Yasmeen Lari founded the Heritage Foundation of Pakistan in 1980 to preserve the country’s traditional architecture, and they have built some 85,000 structures for displaced Pakistanis, including victims of last year’s devastating monsoon rains.
That disaster left a third of the country underwater and destroyed more than 2.1 million homes, but the thousands of bamboo structures Lari’s group had erected “all survived,” she said.
Often the makeshift structures built in emergency situations are not built to last, and many disaster victims end up living in temporary encampments for years as they wait for more permanent dwellings to materialize. So Lari is building more bamboo homes, which are not disaster relief shelters, she insists, but disaster-resistant homes. “This country can’t afford the luxury of obsolescence,” said Lari, “Whatever we build must be long lasting.”
Bamboo can stand for at least 25 years. And, according to Lari, it often lasts much longer. She is one of a growing number of architects pushing a modern bamboo renaissance. Bamboo may not always be the right building material beyond the tropical and subtropical climates where it grows easily, but in places like Pakistan it makes sense. “If bamboo is taken care of,” she said, “bamboo can last forever.”
“As it is all tied together, it moves together,” Lari said of her bamboo hut model. “It might swell a bit, but it will come back to its shape.” The bamboo homes, which combine mud and limestone facades with inner bamboo skeletons or bamboo roofs, are designed to be used across Pakistan and beyond; the foundation’s free YouTube videos show how to build the homes.
A crew can manufacture and assemble the structures’ eight panels and the interior bamboo beams that support them on-site. Lari designed them so that homeowners can easily make repairs and even additions.
If a flood is coming, homeowners can dismantle the structure’s bamboo skeleton from its permanent foundation and move it to higher ground. Bigger buildings, such as community centers, stand on stilts several feet high.
Lari plan is to build 1 million homes in clusters of about 5,000 dwellings to sprout up across Pakistan’s most flood-damaged areas. Each of these permanent homes would cost just $176, Lari said. Each village shares its resources — community kitchens, vegetable and fish farms, chicken coops and production centers. The clusters also encourage women to be breadwinners and decision-makers — a principle deeply important to Lari, who broke through a male-dominated field to become Pakistan’s first practicing female architect.

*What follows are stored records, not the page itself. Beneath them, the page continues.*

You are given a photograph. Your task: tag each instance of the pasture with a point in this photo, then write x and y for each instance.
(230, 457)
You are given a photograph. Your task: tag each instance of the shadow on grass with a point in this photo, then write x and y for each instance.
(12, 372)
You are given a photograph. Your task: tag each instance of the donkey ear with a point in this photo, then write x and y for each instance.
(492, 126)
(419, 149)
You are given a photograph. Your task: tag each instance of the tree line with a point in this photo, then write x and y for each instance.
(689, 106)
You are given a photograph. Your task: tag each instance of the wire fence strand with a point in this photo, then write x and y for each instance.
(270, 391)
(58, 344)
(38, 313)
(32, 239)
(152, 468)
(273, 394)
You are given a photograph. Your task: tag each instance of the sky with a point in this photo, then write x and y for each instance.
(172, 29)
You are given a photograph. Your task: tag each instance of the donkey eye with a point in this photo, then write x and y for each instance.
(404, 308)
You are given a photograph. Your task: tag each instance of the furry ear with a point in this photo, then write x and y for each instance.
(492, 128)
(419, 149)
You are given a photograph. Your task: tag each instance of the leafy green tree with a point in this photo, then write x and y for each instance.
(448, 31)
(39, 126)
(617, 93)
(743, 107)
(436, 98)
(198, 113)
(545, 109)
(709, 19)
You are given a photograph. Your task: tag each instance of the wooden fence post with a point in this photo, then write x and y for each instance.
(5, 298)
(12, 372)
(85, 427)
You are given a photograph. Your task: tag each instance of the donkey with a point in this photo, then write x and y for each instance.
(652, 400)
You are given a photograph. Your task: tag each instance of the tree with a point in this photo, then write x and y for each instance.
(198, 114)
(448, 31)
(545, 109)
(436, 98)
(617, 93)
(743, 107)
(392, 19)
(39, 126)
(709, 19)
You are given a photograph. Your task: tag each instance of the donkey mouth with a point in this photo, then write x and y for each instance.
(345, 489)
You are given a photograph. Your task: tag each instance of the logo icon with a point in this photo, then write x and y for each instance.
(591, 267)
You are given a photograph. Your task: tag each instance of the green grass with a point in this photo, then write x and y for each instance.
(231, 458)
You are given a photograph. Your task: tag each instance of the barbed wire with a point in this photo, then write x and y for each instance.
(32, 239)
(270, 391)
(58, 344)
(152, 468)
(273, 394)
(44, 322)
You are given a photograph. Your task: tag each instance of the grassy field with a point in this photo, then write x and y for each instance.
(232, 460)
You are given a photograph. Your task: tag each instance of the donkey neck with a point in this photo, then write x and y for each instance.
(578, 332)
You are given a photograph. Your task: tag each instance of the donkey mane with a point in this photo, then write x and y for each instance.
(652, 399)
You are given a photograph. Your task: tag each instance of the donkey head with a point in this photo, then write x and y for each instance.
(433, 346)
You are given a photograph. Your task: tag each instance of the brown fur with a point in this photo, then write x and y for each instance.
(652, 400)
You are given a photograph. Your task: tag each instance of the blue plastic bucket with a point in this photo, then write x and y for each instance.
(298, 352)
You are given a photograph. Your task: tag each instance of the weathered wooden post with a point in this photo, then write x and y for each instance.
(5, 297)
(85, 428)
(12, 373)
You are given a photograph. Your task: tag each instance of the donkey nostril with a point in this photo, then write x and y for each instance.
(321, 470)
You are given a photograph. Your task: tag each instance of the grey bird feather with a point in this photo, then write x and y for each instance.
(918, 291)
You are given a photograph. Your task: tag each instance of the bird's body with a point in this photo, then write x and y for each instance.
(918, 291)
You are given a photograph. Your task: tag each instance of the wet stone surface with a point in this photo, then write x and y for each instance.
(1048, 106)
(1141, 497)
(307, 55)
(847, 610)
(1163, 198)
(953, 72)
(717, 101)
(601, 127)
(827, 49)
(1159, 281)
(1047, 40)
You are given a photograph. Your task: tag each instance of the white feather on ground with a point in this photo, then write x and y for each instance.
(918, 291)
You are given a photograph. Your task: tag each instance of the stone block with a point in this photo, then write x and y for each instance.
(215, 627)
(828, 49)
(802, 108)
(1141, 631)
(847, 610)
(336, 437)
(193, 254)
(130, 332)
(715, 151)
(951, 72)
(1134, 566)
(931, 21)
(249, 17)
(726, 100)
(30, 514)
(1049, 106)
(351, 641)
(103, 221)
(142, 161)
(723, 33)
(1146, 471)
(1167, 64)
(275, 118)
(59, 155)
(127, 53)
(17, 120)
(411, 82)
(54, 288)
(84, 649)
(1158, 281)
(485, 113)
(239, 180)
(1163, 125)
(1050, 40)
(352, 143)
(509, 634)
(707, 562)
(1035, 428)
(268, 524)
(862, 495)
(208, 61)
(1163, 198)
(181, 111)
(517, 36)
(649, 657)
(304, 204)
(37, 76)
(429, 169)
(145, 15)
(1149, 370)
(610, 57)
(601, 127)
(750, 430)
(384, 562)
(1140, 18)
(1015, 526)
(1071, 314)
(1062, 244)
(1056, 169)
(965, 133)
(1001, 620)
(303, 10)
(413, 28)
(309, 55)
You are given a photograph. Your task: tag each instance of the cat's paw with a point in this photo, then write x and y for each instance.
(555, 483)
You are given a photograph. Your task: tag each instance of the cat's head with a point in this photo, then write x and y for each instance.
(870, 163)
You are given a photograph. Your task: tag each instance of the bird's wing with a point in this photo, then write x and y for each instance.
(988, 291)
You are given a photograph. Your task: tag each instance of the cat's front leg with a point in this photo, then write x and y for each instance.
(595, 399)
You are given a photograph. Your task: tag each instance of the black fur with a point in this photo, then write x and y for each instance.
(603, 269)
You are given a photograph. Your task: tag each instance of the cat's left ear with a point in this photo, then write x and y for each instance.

Now 82, Lari continues to carve her own way. While others working to rebuild after recent floods are relying on donations, she’s funding her project through microloans meant to jump-start small businesses within the communities, so every cluster of homes will ultimately pay for itself. “I am no longer relying on outside funding,” she said. “My communities will reach the target themselves with their own resources.”
“If I could find a way to spread it everywhere — if I could go cluster by cluster, hub by hub, I want to do it that way.” Lari said.